Die Drehbuchautoren Reinhard Klooss und Klaus Richter rücken bei der Adaption der auf Tatsachen beruhenden Geschichte nach Motiven von Christiane Kohls Dokumentation 'Der Jude und das Mädchen' nämlich nicht den Flirt des Kaufmanns mit der schönen Fotografin in den Vordergrund, sondern die dramatische Entwicklung der Ehe von Leo und Claire Katzenberger, die alle Herausforderungen und Zerwürfnisse übersteht. Die Geschichte spielt zwischen 1933 und '42 vor allem in jenen Nürnberger Hinterhöfen, in denen der angesehene Inhaber der Schuhgeschäfte Katzenberger der jungen, blonden und für die Meinung ihrer Mitbewohner viel zu exzentrischen Fotografin Irene ein Studio vermietet. Bald dichten die Hinterhof-Saubermänner und -Frauen dem Vermieter und der Mieterin ein Verhältnis an, wobei der Film offen lässt, ob die Freundschaft der beiden übers rein Platonische hinausgeht.
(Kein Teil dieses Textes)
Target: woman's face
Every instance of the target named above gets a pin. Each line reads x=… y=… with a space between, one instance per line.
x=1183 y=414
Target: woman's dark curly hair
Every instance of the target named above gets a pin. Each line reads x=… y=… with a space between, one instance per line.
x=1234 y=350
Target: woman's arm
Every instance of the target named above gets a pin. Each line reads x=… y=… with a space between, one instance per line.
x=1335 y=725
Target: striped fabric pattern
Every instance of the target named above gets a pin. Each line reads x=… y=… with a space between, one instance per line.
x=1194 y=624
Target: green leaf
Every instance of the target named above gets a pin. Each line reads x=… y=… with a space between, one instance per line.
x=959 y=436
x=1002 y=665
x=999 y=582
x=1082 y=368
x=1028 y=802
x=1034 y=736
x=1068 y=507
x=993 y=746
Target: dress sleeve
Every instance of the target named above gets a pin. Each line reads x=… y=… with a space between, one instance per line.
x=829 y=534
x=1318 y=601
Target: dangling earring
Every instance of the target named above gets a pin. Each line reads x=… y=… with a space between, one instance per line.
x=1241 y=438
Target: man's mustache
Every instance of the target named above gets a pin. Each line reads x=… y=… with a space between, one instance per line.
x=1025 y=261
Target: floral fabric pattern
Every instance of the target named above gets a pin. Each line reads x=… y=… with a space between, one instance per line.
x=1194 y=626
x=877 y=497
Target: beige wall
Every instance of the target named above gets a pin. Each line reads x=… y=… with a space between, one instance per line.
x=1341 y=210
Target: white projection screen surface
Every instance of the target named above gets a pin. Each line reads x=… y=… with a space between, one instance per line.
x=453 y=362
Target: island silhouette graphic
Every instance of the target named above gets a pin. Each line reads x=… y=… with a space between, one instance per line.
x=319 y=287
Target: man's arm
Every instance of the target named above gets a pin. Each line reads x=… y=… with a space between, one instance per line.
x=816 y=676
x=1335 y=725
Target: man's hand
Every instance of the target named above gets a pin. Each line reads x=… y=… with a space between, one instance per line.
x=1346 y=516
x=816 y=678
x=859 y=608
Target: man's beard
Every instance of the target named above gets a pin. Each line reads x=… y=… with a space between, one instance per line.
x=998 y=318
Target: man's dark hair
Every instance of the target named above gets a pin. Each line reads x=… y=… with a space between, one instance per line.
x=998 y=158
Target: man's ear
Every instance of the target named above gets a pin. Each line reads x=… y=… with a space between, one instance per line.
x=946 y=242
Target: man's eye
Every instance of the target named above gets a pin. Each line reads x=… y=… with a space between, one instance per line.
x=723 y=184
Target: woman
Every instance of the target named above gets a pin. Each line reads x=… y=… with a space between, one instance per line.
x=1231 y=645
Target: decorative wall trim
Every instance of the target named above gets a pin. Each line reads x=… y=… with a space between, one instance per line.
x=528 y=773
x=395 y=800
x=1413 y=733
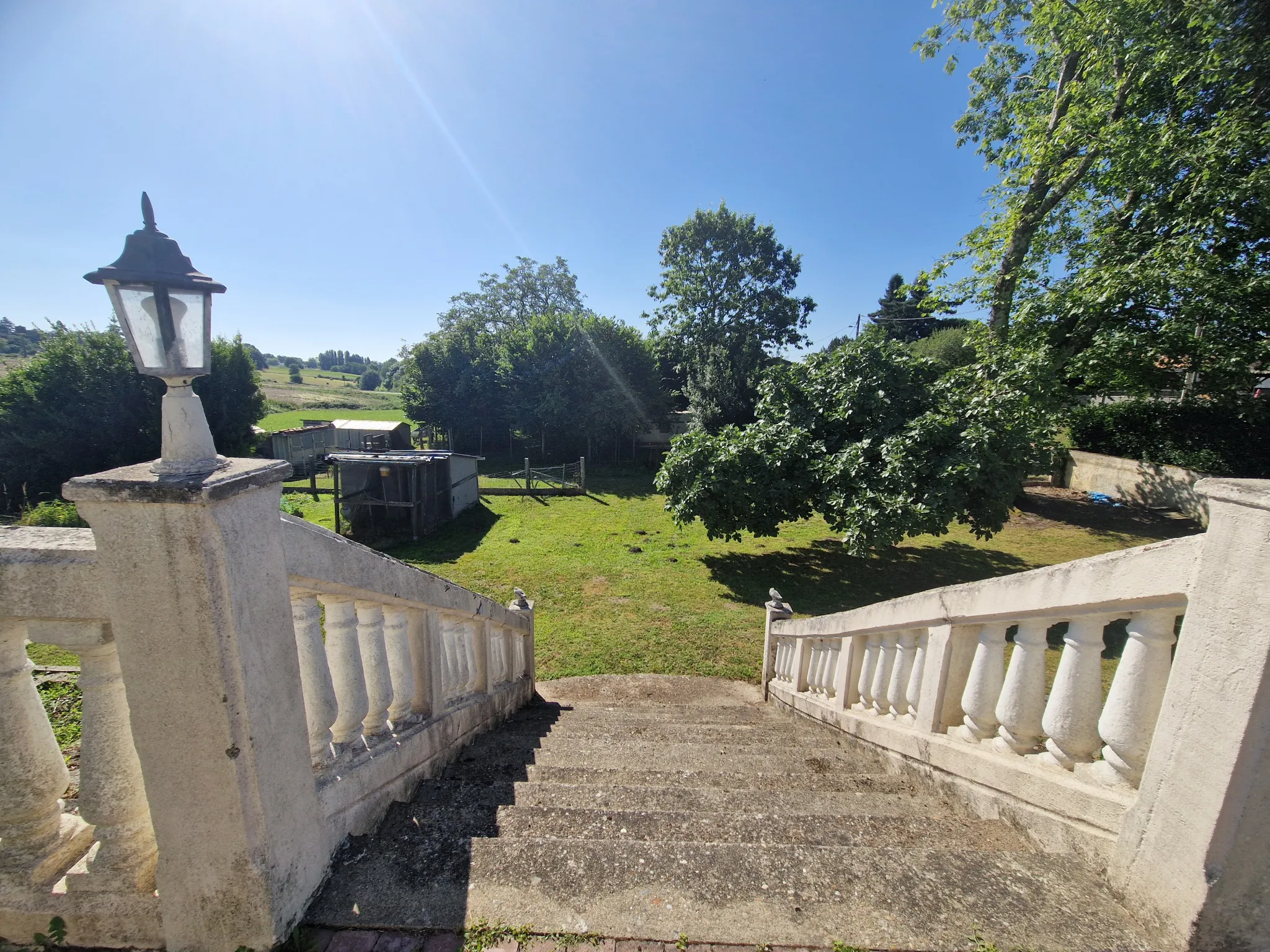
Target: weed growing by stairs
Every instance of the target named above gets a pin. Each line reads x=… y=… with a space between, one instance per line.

Die Denunziation der Nachbarn führt zu ihrer Verhaftung. In einem skandalösen Prozess voll tiefster Demütigungen wird Leo Katzenberger zum Tode verurteilt. In seinen letzten Stunden spendet ihm allein der Briefwechsel mit seiner Frau Trost und Kraft. Wie aus dem aus Sozialneid und Frustrationen geborenen Denunziantentum ganz normaler kleiner Leute, die sich über die Konsequenzen ihres Tuns wohl durchaus im klaren waren, eine große persönliche Tragödie entsteht - diesen Aspekt hebt Vilsmaier immer wieder hervor, ihm ordnet er allerdings auch differenziertere Charakterzeichnungen unter.
Er konzentriert sich vor allem auf die Schilderung der klatschsüchtigen 'Hinterhofidylle', die Leo schließlich zum Verhängnis wird. Dort, in den Mietwohnungen seines Häuserblocks, wo der Sexualfrust seine schönsten Blüten treibt, bleibt das Studio-Ambiente hölzern, auch wenn Andrea Sawatzki und Jochen Nickel als Ehepaar Steinheil und Axel Milberg als schweigsamer Hausmeister Akzente zu setzen wissen.
Vilsmaier, der wie immer selbst die Kamera führte, gelingen überzeugende Bilder für den infamen Alltag im Dritten Reich, von der kleinen Demütigung des jüdischen Geschäftsmanns über massive Drohungen bis zur nackten Gewaltanwendung, und vor allem zum Ende hin gewinnt der Film emotional an Tiefe. boe.

Blickpunkt: Film Kurzinfo

Alltags- und Liebes-Geschichte im Dritten Reich um einen jüdischen Kaufmann, der in Nürnberg Opfer einer Denunzierung wird.

Kurzbeschreibung

Die lückenlos dokumentierte Geschichte einer Freundschaft zwischen der jungen, attraktiven Photographin Irene Scheffler und dem jüdischen Kaufmann Leo Katzenberger. Hitlers willige Vollstrecker im Häuserblock sorgen mit beharrlicher Denunziation dafür, dass er hingerichtet wird und sie ins Zuchthaus kommt. Auch nach dem Krieg findet sie vor deutschen Gerichten keine Gerechtigkeit.